The Final First: Love Endures

How Do I Love Thee? (Sonnet 43)

Elizabeth Barrett Browning 1806 –1861

How do I love thee? Let me count the ways.
I love thee to the depth and breadth and height
My soul can reach, when feeling out of sight
For the ends of being and ideal grace.
I love thee to the level of every day’s
Most quiet need, by sun and candle-light.
I love thee freely, as men strive for right.
I love thee purely, as they turn from praise.
I love thee with the passion put to use
In my old griefs, and with my childhood’s faith.
I love thee with a love I seemed to lose
With my lost saints. I love thee with the breath,
Smiles, tears, of all my life; and, if God choose,
I shall but love thee better after death.

For 53 years the couple would awaken and read or recite or hear a friend saying these immortal words. It was a January ritual begun on the first wedding anniversary.

On January 11, 2023, in love and remembrance only one mouthed the words in the cold morning. It was comforting.

Today, September 25th is a day that should have no special import but from now on may be a day for mourning, or not. On waking, the first thought, the first need was to hear this poem. The accompanying memory was of a soft slow issuance of breath, an afterthought it seemed. That breath came after a long pause and seemed to linger as it floated outward and upward and returned on the gossamer wings of a butterfly to settle with a soft caress. My Bert smiled. It was the final, soundless aspiration that filled the room.

But today is a day to put aside maudling sentimentality and contemplate present reality. Today marks the first year of living a strange unfamiliar singleness.

It was a poignant year not of mourning but of doing. Too busy advocating, informing, educating, sharing, caring, remembering, living. There were a few tears outweighed by a plethora of remembered joys. Tears wiped away within the ever surrounding arms of family and friends.

Today I meander through our song, gaze at albums, twinned biographies, and I laugh at our shared moments of joy or sigh at our shared moments of grief and wonder at the miraculous journey of two lives entwined.

And today I share our love poem with friends, families, all who love and mourn and remember their loved ones who are gone but have not left.

The Meander:  Love endures. There is an everlasting delicacy in loving someone after they are gone.  There is blessing in memory.

The Novelty of Widowhood

It is a New Year and there is so much that’s new. I have a new schedule. I have a new life of living without another, the one who had been partly absent, but only partly.

Most bewildering is the new ID.  I am signing documents that ask for my marital status. I hover over Married then move to Single and then uncomfortably to Widow.  I place a tick as the status is officially correct, officially.

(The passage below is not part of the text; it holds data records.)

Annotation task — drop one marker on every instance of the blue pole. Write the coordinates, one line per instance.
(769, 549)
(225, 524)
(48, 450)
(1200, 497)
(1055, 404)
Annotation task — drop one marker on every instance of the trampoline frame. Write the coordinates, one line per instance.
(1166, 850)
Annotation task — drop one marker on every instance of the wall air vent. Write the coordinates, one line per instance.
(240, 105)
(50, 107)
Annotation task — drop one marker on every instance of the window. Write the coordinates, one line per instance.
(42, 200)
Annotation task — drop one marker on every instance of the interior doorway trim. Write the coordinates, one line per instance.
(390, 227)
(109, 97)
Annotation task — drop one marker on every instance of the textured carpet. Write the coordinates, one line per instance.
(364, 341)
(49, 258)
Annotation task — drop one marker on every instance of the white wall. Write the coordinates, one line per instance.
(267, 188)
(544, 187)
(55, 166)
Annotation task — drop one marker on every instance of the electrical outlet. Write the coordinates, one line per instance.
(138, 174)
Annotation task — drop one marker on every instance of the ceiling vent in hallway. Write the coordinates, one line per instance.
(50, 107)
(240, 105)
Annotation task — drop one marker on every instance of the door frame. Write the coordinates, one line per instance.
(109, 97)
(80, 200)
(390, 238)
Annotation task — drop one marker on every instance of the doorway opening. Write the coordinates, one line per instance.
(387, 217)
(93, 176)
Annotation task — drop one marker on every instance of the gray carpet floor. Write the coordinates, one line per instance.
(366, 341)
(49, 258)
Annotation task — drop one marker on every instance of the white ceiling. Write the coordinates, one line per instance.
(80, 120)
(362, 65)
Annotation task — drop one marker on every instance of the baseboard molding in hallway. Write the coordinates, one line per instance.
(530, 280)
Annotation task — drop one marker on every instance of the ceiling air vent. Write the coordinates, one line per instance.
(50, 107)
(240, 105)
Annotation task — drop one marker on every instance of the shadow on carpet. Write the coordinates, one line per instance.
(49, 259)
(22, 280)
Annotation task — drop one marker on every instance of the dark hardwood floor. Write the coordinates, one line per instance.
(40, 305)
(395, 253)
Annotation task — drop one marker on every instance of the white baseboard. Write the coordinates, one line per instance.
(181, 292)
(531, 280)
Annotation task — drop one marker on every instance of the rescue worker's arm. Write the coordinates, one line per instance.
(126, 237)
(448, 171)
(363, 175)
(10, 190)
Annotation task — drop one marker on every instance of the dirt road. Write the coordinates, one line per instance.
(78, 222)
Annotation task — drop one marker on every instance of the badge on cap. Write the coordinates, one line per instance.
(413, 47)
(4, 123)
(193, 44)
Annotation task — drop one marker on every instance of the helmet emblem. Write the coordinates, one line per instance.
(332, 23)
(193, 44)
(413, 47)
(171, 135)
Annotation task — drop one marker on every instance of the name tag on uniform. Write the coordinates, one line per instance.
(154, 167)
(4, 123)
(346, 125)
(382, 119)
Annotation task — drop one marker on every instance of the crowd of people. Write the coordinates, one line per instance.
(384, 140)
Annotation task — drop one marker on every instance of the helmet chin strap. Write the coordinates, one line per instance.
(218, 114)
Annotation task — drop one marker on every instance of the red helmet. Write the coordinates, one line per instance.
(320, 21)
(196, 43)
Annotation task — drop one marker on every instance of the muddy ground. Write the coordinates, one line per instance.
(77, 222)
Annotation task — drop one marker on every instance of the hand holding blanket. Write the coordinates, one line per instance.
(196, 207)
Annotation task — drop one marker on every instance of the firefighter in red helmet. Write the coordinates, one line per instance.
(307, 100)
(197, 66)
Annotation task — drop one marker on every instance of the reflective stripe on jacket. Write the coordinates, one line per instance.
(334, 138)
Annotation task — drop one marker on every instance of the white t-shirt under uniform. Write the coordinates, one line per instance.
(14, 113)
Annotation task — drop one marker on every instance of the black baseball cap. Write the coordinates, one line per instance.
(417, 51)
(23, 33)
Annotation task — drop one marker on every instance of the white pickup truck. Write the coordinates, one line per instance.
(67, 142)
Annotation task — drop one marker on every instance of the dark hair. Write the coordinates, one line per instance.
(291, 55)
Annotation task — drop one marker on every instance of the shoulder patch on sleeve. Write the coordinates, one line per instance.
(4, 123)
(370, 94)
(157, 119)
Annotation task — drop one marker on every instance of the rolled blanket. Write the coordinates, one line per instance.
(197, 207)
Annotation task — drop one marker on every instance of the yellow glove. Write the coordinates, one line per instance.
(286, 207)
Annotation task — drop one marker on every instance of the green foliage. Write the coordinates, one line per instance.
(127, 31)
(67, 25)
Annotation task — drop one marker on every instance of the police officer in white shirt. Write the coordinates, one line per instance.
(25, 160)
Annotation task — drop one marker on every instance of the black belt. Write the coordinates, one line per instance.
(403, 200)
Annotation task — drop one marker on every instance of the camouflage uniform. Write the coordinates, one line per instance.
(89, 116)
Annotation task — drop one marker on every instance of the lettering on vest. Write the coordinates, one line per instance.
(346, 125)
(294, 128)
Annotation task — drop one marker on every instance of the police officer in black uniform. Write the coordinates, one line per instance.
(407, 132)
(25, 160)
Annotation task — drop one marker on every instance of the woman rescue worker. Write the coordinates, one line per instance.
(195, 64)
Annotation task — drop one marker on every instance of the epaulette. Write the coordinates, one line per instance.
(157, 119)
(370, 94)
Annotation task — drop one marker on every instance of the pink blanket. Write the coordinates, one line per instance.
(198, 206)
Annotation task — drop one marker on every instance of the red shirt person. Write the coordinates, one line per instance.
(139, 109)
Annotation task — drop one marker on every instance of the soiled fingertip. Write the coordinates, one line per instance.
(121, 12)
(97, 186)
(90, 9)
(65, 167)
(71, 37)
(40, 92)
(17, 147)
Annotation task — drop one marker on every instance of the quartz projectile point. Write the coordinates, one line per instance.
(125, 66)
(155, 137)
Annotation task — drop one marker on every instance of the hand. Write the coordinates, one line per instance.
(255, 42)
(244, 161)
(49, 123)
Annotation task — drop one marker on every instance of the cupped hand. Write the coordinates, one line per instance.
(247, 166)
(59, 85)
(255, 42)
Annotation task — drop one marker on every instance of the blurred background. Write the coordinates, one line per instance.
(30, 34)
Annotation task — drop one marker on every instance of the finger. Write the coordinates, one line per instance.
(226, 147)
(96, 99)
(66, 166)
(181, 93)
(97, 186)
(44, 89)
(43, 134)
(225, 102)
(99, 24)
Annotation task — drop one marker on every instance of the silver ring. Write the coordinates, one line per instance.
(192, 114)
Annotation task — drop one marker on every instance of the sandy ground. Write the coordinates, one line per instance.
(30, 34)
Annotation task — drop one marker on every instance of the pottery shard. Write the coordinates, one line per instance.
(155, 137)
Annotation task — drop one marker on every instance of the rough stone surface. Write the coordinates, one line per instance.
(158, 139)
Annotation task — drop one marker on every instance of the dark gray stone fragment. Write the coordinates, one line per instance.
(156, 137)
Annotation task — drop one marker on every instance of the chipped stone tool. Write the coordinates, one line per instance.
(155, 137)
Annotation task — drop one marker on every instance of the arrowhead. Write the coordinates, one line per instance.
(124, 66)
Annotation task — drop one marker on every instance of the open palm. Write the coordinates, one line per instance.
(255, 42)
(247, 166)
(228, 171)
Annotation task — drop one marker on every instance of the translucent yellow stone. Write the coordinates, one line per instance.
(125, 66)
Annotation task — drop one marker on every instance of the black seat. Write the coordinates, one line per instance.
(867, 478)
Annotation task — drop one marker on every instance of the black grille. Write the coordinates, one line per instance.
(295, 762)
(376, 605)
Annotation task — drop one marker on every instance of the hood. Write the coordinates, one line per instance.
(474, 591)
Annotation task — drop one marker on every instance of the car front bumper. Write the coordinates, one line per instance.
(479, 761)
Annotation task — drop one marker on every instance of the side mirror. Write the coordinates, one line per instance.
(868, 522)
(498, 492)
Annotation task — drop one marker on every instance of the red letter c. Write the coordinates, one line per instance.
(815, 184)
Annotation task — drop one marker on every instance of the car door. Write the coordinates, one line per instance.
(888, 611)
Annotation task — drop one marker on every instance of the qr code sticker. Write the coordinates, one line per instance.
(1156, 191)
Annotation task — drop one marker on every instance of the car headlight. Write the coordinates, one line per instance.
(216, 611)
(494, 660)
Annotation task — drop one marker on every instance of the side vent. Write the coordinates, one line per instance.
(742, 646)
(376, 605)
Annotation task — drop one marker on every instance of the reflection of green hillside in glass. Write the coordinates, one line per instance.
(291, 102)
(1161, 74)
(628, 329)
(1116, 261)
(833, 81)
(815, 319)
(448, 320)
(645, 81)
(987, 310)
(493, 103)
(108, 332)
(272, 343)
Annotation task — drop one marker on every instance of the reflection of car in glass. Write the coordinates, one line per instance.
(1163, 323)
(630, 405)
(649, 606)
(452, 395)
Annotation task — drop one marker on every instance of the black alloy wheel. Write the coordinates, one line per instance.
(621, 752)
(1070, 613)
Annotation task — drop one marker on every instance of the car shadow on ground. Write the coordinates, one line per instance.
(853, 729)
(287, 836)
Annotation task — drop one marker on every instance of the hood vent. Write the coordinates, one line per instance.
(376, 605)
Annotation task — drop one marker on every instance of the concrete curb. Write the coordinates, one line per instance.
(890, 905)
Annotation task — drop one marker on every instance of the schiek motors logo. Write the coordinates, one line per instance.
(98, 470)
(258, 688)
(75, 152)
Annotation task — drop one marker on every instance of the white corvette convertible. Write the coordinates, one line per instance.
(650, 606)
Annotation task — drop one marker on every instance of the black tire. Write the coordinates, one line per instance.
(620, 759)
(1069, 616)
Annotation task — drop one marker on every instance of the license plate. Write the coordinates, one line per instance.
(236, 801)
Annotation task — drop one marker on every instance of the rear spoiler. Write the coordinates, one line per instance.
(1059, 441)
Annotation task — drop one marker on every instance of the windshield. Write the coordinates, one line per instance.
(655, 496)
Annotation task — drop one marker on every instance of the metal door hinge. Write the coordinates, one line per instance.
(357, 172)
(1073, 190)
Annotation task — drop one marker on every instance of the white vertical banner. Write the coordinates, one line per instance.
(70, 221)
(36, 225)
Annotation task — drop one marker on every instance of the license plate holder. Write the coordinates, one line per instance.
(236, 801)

I have no problem with the word widow.  The hesitancy comes from the fact that for such a long time I was a widow in waiting or in training but now that it is a fact the training turns out to have been woefully inadequate. How do you own a state of ever mutating feeling?

It has nothing to do with living alone. I passed that test long ago. Yet somehow it was incomplete because he was still here. He was less present than before but much more than total absence.

I am beginning to think that I have major fault lines that need mending. Family and friends remind me that the ‘Firsts” are stressful, demanding and catalysts for deep mourning that may resemble depression. I am told to mourn, to grieve and take time to BE. I understand, yet somehow this widow identity has so far been the worst issue in the process for me. How trite!

The first Christmas has come and gone. Children and friends made it beautiful if poignant.

The first New Year’s Eve has flown on the wings of memories that are full of laughter and quiet aloneness but with comfort and feeling of still here. He remains a gift that keeps on giving despite the absence.

Anniversary number 54 was spent enjoying dinner and a theatre performance in the company of friends who are another type of family. The two ‘widows’ knew the muddle that resulted in the tickets for the performance and the anniversary date being the same was no mistake. In our hearts we knew the two friends who are no longer here made that choice for us. They decided this first, this gathering would be to celebrate, not mourn.

There are many more ‘firsts’ to come. Somehow I am able to think that those firsts will only become days to remember on the personal calendar. That personal calendar has many firsts from other losses and triumphs. I am so grateful that there are many more dates to celebrate than to mourn.

When we meet, let’s talk about the happy memories, the firsts which can be met with equanimity and remember that sometimes death can be a gift of love.

The Meander: Let’s greet each other with love and cheerfulness and for heaven’s sake don’t call me the widow Paula!